この訓練は毎日短い時間でもしっかり続けることが上達のポイントです。

 「あやめ」の皆さんは、それぞれ素晴らしい才能を持っており、情熱もあります。
今後の訓練を通じて1日も早く、社会に参加し、活躍して頂ければと願っています。

平成19年12月19日(水) 第7回研修
平成20年 1月30日(水) 第8回研修
平成20年 2月20日(水) 第9回研修
平成20年 3月19日(水) 第10回研修
平成19年 10月31日(水)第5回研修



 あやめは平成20年4月より、新たな事業体「生活介護と就労継続支援(B型)の事業を行う多機能型事業所」に移行することを理事会で承認しました。
 定員も増やせるそうです。私達も楽しみです。
 あやめでは感声研修を「朗読タイム」として平成20年3月までのスケジュールが決まり、千葉市の障害スポーツ・リクリエーションセンターの他目的室で研修しています。
 明るく、広々とした施設で環境が素晴らしいところです。
 いつもの呼吸と発声の準備運動の後、「縄文の声」の紙芝居を披露しました。
段々声が大きくなっていく「小声彦」の変化に注目が集まりました。

 大きな声が出るまで「3年かかりました」と言うと「えー」という声もでました。
いよいよ大きな声になって、神様から大声主の名前をもらい、声の小さな子供達に「オーイ・オーイ」と声をかけて元気にするところでは、施設全体に響き渡る声に、一緒にきていた職員の方も外の様子を見に行きました。

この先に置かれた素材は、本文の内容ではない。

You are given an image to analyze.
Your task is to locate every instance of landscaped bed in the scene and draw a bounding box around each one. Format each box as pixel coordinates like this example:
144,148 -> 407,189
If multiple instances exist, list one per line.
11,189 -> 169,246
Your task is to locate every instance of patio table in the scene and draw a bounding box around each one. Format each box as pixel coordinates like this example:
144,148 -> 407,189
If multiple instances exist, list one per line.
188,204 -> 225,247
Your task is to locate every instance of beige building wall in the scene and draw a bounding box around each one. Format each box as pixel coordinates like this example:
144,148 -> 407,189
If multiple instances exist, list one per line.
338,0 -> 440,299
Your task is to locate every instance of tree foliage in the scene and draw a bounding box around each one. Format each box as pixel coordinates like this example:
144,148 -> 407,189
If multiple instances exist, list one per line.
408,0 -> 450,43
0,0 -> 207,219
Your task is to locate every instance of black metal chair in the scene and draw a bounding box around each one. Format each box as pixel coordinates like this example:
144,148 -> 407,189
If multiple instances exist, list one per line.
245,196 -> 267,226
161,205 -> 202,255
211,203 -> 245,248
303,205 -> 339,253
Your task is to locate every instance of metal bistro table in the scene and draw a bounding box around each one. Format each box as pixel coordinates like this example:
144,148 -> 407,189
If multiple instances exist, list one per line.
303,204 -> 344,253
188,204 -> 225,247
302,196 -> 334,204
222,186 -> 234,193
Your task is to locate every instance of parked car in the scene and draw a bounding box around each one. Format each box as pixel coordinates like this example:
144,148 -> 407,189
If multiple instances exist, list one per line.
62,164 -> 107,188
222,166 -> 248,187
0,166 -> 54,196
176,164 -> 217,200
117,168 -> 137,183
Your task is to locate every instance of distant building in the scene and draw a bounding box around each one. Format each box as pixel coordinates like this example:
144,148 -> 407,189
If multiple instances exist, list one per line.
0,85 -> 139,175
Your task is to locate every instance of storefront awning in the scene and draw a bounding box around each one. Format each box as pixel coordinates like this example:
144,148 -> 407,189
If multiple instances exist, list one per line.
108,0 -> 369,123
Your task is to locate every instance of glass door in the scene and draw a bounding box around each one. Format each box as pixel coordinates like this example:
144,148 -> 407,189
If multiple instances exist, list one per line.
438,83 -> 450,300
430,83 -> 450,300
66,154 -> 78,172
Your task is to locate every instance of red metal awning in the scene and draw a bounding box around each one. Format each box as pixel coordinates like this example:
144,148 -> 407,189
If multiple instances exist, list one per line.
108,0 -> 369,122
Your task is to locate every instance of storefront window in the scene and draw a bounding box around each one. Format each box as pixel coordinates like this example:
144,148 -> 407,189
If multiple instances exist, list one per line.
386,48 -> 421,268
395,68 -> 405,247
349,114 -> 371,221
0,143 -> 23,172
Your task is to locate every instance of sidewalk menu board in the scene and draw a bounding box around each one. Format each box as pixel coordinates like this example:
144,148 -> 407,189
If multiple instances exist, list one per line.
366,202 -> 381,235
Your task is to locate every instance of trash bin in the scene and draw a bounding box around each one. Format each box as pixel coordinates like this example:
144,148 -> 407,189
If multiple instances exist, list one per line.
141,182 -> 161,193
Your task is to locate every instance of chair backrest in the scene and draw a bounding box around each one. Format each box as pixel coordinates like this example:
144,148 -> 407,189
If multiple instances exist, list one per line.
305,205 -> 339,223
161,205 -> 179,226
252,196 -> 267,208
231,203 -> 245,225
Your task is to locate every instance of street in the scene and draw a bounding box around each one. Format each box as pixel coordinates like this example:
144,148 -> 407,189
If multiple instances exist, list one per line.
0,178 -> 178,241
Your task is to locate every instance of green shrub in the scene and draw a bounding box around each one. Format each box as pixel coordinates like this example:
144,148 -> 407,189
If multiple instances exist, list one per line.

  声がうまく出せないYさんやSさんも元気に参加して下さいました。「おくのほそ道」の朗読では、「Yさんお願いします」「Sさんお願いします」というとすっと立って一生懸命です。特にSさんは、始めて施設であった時部屋の隅で嬌声を上げながら本を一生懸命やぶり、なかなか発声に参加出来ませんでした。それが今日は、素直に椅子に座り、名前を呼ぶと立って下さいました。
 顔を赤らめながら一生懸命でした。
 5回から6回の研修でほとんどの施設の雰囲気が明確に変化してきました。
 この変化を施設職員のみなさんにしっかりと受け止めて頂き訓練を進めて頂ければ幸いです。
 実修正の参加もありましたが「かごめかごめ」の歌もリズミカルに唄ってくれます。
 あやめの皆さんは元気溌溂でした。